= Kogarah ANZAC Memorial =

War memorial in Australia

The Kogarah ANZAC Memorial is a war memorial located in the town square, on Belgrave Street, of Kogarah, New South Wales, Australia. Located between St George Hospital and the Greek Orthodox Church, it was built to recognize the sacrifice of Australian nurses and the significance of Greek support towards the Australian troops during World War One. Unveiled on 4 March 2017, the memorial consists of a bronze injured soldier backed by the outline of a nurse in a metal frame. A bronze plaque details a history of Lemnos’s part in the landing of Gallipoli, a map of the hospitals, a list of each nation’s casualties, and a recognition of the 2 692 Australian nurses who volunteered to serve internationally.
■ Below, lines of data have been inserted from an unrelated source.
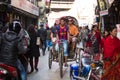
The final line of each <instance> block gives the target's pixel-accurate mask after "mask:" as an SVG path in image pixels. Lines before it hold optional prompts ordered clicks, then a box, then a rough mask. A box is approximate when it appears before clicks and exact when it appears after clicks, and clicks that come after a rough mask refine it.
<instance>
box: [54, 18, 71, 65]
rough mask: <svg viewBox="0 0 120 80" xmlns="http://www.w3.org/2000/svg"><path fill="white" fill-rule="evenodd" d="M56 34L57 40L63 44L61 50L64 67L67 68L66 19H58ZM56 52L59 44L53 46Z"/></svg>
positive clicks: (57, 43)
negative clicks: (62, 57) (56, 30)
mask: <svg viewBox="0 0 120 80" xmlns="http://www.w3.org/2000/svg"><path fill="white" fill-rule="evenodd" d="M56 30H57V32H56V34H57V40H58V41H59V40H60V41H62V42H63V48H64V56H65V66H66V67H67V66H68V64H67V56H68V42H69V33H68V30H69V28H68V25H66V19H65V18H61V19H60V25H58V26H57V27H56ZM55 49H56V51H58V50H59V44H58V43H56V46H55Z"/></svg>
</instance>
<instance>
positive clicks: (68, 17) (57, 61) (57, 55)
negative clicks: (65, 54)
mask: <svg viewBox="0 0 120 80" xmlns="http://www.w3.org/2000/svg"><path fill="white" fill-rule="evenodd" d="M64 18H66V19H67V20H68V19H69V18H72V19H73V22H74V25H76V26H78V21H77V19H76V18H74V17H71V16H64ZM68 46H69V47H68V53H69V55H68V60H67V61H68V62H69V61H75V60H76V58H75V55H77V53H76V52H71V51H70V50H71V48H72V47H71V44H69V45H68ZM52 48H53V51H52V50H50V53H49V57H48V66H49V69H51V67H52V61H56V62H59V67H60V77H61V78H62V77H63V63H64V48H63V43H62V41H59V50H58V54H56V51H55V43H53V47H52ZM53 52H54V53H53ZM57 57H58V59H59V61H57Z"/></svg>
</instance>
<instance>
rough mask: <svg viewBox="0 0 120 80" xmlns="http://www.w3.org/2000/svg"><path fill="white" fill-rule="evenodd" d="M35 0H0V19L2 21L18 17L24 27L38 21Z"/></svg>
mask: <svg viewBox="0 0 120 80" xmlns="http://www.w3.org/2000/svg"><path fill="white" fill-rule="evenodd" d="M37 5H38V4H37V0H0V16H1V17H0V20H1V21H3V22H4V23H7V22H10V23H11V22H12V20H14V19H16V18H18V19H19V20H20V21H21V22H22V24H23V26H24V27H27V26H29V25H30V24H35V25H36V24H37V23H38V16H39V7H38V6H37Z"/></svg>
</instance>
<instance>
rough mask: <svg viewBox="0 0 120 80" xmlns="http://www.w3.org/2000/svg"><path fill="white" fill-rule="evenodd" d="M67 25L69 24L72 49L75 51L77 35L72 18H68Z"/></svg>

The statue was created by the Georges River Council's first Artist in Residence, Takis Kozokos, with the help of a grant from the Department of Veterans Affairs' ANZAC Centenary Local Grants Program.

== History ==
The statue commemorates the contribution of Australian nurses and Greek support during World War One, marking the 102nd year since Australian nurses arrived in Lemnos in 1915. Moudros was occupied by Allied Forces on 23 February 1915 in preparation for the attack on Gallipolli, also serving as a hospital base for the Allied Forces. Lemnos now houses three cemeteries - the Portianos Military Cemetery, the East Moudros Military Cemetery, and the West Moudros Cemetery. On October 30, 1918, the Armistice of Moudros was signed marking the end in hostilities between the Ottoman Empire and the Allies.